Murat Yetkin keşke tekil bir örnek, neredeyse istisna olmaktan çıksa da dengeleyici bir akımın temsilcisi olsa derken iç geçirdiğim bir gazetecilik anlayışını bozulmadan, yılmadan sürdürüyor.
Olgular, bağlantılar ve
açığa çıkarma, yani haber gazeteciliği yapıyor.

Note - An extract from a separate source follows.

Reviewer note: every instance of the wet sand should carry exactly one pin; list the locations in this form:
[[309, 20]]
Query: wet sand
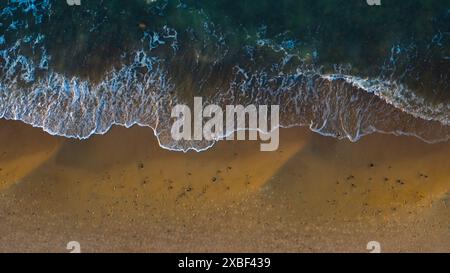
[[122, 192]]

Baskın olanın tersi, yani
olguları hazır fikirlere, sloganlara uydurmak olduğu, haberin değil, görüşün
(bolca da önyargının) öne çıktığı bir ortamda gerçekten ender bir örnek.
Mecazlarımızı tıptan
seçecek olursak estetik cerrahinin alıp yürüdüğü yerde onunki anatomistlik.
Anlamaktan önce -çoğu
zaman anlamak yerine- fikir sahibi olunan bir kültürde pek makbul değil belki
ama tam da olgulara, belgelenmiş saklı bağlantılara ve bunların götürdüğü perspektiflere
merak ve ihtiyaç duyanlara esaslı bir belge Meraklısı İçin Darbeler Kitabı.
Kapsamlı bir araştırma,
birikim ve gazetecilik geçmişinin filtresinden geçirilmiş, çapağı çamurundan,
paraziti gürültüsünden (ve hafızanın çarpıtıcılığından) arındırılmış yakın
tarih.
Sıradan insanın anca
kafasına düzenli olarak balyoz indirilen figüran rolüne çıkabildiğini ortaya
bütün çıplaklığıyla koyan kıyasıya bir iç-dış iktidar savaşları tarihi.
Dolayısıyla ne kadar
dinamikse o kadar iç kapayıcı.
Ama işte ustalık, böyle
bir yakın tarihi (tıpkı dizinin diğer kitaplarında olduğu gibi) hiç aksamayan
bir sürükleyicilikle okutması.
Bunda yazarlık yeteneği
kadar, “vay canına!” dedirten sunduğu, kafamdaki resimleri sorgulatan yapboz
parçaları da rol oynuyor.
İç dinamikleri bir yana
bırakıp her şeyi dış güçlere bağlama adetimiz, toprağı bırakıp tohuma odaklanırken,
Murat, bakışımızı asıl toprağa yöneltmenin, kendimize bir bakmanın gereğini de
kitap boyunca bir leitmotif olarak duyuruyor.